Warm-Up (15 minutes)

15 minutes easy Zone 2 running — conversational pace where you could hold a full sentence comfortably. End the warm-up with 4×20-second strides (short accelerations to 5K effort, not sprints) with 30 seconds walking between each. This primes your legs for the threshold efforts to come without creating pre-fatigue.

Main Set

4×5-minute efforts at threshold pace (RPE 7-8 out of 10), with 3-minute easy jog recovery between each surge. Your threshold pace is typically 15-25 seconds per kilometre faster than your 70.3 run pace, or the effort level you could hold for approximately 30-40 minutes in a standalone run race.

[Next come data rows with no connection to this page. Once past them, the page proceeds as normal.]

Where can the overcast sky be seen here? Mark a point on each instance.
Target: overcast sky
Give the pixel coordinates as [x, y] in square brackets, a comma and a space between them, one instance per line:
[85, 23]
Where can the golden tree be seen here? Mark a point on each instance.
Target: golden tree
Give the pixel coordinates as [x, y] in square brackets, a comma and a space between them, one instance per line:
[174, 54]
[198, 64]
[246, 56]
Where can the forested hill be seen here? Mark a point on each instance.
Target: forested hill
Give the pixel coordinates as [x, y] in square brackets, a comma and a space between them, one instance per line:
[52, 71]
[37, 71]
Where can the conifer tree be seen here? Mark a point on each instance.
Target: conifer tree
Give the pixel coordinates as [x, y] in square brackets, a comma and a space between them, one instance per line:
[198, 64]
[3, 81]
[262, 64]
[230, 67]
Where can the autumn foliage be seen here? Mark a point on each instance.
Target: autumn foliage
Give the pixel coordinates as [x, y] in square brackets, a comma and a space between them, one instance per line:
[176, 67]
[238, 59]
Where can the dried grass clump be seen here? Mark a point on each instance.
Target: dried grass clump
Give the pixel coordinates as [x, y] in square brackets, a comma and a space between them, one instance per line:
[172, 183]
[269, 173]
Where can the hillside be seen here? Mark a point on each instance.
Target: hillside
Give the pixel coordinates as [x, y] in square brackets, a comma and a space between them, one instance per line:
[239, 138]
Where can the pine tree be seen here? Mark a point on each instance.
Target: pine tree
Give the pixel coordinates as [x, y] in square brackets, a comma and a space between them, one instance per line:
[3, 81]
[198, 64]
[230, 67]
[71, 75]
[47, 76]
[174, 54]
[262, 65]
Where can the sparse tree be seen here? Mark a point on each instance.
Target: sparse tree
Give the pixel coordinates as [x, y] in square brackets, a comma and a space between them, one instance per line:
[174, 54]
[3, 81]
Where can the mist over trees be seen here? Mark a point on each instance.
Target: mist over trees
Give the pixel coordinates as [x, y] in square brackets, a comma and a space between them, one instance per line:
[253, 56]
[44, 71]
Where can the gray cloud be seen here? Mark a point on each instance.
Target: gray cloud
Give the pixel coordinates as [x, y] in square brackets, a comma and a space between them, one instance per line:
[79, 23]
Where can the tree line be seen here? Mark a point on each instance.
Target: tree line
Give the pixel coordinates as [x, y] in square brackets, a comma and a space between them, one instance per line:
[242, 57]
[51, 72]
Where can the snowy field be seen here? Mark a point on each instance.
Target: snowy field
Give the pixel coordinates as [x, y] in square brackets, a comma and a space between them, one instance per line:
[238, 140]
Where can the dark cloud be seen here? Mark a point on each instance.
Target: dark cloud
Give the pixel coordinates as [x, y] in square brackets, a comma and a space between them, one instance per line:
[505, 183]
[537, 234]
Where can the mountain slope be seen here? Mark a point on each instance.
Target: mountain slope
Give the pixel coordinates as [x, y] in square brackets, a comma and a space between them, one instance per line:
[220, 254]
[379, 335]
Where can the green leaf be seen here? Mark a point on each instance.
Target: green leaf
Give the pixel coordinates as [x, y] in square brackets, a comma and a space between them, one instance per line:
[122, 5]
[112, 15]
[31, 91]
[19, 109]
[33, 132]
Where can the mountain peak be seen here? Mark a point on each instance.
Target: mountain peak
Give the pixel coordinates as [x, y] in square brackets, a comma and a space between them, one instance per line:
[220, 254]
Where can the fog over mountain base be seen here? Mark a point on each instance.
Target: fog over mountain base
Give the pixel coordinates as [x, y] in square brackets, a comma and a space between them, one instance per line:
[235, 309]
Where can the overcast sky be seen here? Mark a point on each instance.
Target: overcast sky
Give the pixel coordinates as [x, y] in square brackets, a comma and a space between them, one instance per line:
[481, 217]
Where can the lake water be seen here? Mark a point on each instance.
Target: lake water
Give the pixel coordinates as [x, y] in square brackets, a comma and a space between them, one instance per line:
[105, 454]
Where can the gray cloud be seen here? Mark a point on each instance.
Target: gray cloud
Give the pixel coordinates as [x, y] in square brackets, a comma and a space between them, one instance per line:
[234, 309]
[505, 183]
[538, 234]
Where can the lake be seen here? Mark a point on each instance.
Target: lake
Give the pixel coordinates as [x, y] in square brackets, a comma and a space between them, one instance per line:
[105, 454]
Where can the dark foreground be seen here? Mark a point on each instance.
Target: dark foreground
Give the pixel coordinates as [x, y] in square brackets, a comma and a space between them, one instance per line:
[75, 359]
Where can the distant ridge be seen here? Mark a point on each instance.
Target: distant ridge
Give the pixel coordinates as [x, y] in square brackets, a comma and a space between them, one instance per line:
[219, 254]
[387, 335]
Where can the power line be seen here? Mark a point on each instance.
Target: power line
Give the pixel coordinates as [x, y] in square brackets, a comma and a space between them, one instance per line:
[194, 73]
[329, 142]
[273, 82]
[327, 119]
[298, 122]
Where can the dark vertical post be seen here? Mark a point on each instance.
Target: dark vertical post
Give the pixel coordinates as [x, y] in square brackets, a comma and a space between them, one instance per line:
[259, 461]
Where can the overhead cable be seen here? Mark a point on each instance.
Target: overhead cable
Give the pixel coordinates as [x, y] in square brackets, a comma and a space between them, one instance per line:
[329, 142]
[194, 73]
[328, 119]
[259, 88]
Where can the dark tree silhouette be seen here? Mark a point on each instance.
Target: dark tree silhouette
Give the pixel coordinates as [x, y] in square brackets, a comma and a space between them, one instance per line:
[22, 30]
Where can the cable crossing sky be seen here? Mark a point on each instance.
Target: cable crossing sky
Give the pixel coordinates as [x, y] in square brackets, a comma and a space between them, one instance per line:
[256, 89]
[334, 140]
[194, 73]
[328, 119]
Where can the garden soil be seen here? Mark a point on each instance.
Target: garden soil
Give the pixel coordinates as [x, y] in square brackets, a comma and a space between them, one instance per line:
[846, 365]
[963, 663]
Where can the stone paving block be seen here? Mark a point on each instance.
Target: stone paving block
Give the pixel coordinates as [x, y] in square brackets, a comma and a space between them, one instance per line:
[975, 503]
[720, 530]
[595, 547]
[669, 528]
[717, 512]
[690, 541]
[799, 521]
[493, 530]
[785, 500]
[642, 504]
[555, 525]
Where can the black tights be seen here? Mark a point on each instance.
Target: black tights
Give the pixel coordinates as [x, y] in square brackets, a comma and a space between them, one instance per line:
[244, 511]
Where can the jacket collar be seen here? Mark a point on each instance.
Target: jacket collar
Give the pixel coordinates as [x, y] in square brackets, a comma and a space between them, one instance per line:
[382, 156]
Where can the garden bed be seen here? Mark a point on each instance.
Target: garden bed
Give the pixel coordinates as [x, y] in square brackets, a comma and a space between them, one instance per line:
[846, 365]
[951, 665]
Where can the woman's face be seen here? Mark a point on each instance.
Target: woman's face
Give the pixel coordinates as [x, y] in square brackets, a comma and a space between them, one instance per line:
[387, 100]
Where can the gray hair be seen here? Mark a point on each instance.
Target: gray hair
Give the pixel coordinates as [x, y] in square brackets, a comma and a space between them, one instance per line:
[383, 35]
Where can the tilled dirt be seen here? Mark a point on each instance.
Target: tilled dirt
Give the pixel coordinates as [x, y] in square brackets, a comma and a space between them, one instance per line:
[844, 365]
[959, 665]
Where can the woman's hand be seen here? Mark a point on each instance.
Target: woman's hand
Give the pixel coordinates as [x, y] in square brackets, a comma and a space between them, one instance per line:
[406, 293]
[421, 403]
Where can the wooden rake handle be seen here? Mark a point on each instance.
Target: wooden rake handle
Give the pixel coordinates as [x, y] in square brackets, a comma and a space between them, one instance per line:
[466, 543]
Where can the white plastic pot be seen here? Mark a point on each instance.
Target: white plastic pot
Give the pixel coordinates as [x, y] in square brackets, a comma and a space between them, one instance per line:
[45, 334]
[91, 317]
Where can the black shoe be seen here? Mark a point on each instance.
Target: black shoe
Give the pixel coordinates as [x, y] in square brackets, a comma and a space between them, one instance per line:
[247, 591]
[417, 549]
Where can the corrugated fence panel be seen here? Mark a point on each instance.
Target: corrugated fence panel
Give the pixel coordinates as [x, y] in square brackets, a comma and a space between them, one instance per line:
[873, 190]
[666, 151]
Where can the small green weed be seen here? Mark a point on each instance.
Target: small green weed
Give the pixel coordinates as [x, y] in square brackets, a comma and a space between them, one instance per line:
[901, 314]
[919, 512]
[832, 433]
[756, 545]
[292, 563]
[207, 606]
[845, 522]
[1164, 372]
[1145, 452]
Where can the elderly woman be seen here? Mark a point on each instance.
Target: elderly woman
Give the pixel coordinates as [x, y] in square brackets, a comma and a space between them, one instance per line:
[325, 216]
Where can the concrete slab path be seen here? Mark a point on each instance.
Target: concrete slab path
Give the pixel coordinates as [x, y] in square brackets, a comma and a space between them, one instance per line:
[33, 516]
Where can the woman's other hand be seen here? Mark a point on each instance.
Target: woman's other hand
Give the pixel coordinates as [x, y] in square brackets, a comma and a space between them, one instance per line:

  • Surge 1 (5 min at threshold): Start conservatively — this is the surge most athletes run too fast. Hit your target RPE by minute 2 and hold it. 3 minutes easy jog recovery.
  • Surge 2 (5 min at threshold): Match or slightly exceed surge 1 pace. Your cardiovascular system is properly warm now and pacing should feel more natural. 3 minutes easy jog recovery.
  • Surge 3 (5 min at threshold): Maintain threshold effort — resist the temptation to back off as cumulative fatigue builds. This is where the adaptation happens. 3 minutes easy jog recovery.
  • Surge 4 (5 min at threshold or slightly faster): Push slightly harder if you have reserves. A strong final surge is a confidence marker that your pacing across the session was well-judged.

Cool-Down (10 minutes)

10 minutes very easy jogging, finishing with 3-4 minutes of walking. Stretch hip flexors, calves and hamstrings within 10 minutes of finishing the session while muscles are still warm.

Coaching Notes

  • The fartlek format means you don’t need to stop for recovery — keep jogging slowly during the 3-minute easy segments. This maintains the aerobic stimulus throughout.
  • If pace drops more than 10-15 seconds per km from surge 1 to surge 4, your threshold effort was too hard in the opening surges. Recalibrate for next time.
  • To make this session easier: reduce surges to 3 minutes each and extend recovery to 4 minutes.
  • To make it harder: increase to 5×5-minute surges or reduce recovery to 2 minutes between each surge.

Training at your own risk. The information provided is for general guidance only and is not a substitute for professional medical advice. Please consult a doctor before starting any new exercise programme, especially if you have any pre-existing health conditions.